Space: 1999 Ships

The models for Space 1999 were built and stored at Bray Studios, England.  Special effects wizard Brian Johnson brought the models to life.  Brian gained larger fame for his revolutionary work in Star Wars: The Empire Strikes Back when he did what was then thought impossible, and filmed the asteroid chase sequence.  Most prominent of the Space: 1999 effects were its explosions.  These were created small charges and smoke pumped in from unseen smoke machines.

The most recognizable and famous of all models were the various Eagle spacecraft.  These were built in four scales, depending on the needs of the shot, ranging from 5.5 inches to 44 inches long.  They were some of the most durable spacecraft models ever made as they had to survive constant use in crash-landings and other abuse defined in the various scripts. They were built around a heavy brass rod, with legs and rockets made from aluminum.  The hulls were reinforced fiberglass.  They were also equipped with moving parts and retro jets that would release freon gas.

In the cases where models were actually exploded, blast powder was embedded into fragmented models and paper mockups and filmed with high-speed photography running at 120 frames per second.

All the Earth ships were meticulously designed and followed the convention of being white, with a nose cone section containing blacked-out windows.  This allowed them to remain instantly recognizable, and distinct from all of the alien vessels.

The shooting schedule was so tight that models were frequently torn down and rebuilt.  Several were reworked from models used in earlier movies, the most prominent being the rework of a 79 inch model used as the “USS Discovery” seen in the movie 2001: A Space Odyssey.  This model was supposed to have been destroyed according to instructions by Arthur Clarke but was purchased at the last minute by Martin Bower who then sold it to Brian Johnson.  They modified it to be a bomber used in the episode “War Games”.  It was then rebuilt again for a single shot in “The Last Enemy” and built again to appear in the spaceship graveyard in “Dragon’s Domain”.

Likewise, the alien ships were often so rapidly constructed that parts were taken from a variety of sources.  Since they would appear in only one episode, their detailing occasionally fell short of the Earth-based ships.  Despite this comparison, they still overwhelmingly surpassed the detail used on ship models for other television shows at the time.  These models immediately became the template defining the level of detail needed for spaceships used on most science fiction series that followed. 

In terms of special effects and modeling, Space: 1999 literally did for television what Star Wars did for the motion picture industry.  It set a new standard that all others had to meet.

The Swift, presumably the forerunner to the Superswift, was a support craft that serviced long-range spacecraft.  This design was seen only in the Space: 1999 episode: “Brian the Brain”.
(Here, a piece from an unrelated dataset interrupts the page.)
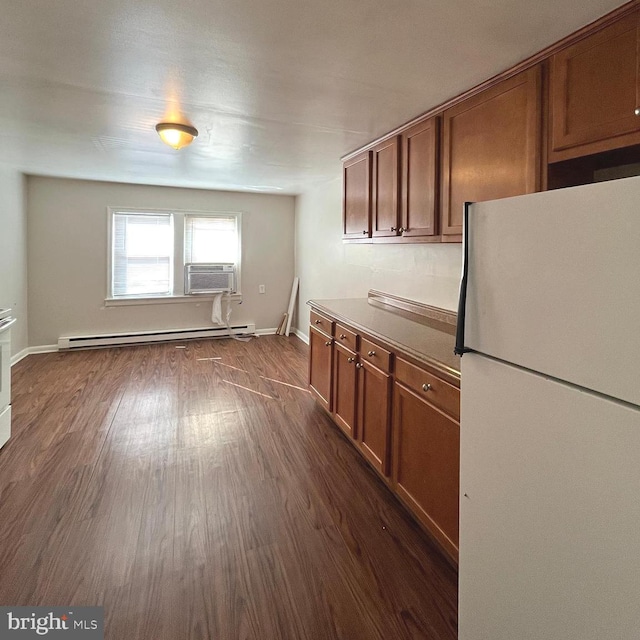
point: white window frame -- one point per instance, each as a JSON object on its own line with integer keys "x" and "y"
{"x": 179, "y": 217}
The Superswift, from the Space: 1999 episode “The Bringers of Wonder”, was an Earth-built faster than light advanced space exploration craft.  The ship was capable of traveling rapidly across vast reaches of space.

Shown only in the episode “WarGames”, the Mark IX Hawk was Earth’s combat spacecraft, armed with both missiles and lasers.  Since Earth had not yet made contact with any alien species prior to the Moon being blasted away from Earth orbit, it was never clear what danger the Hawk was designed to combat.

The MPC model of the Mark IX Hawk generally sells for US$35-50, compared to the AMT/ERTL model that sells for US$15-20. 

Seen in the episodes “Breakaway” and “Dragon’s Domain”, the Ultra-Probe was Earth’s manned deep space exploration vehicle.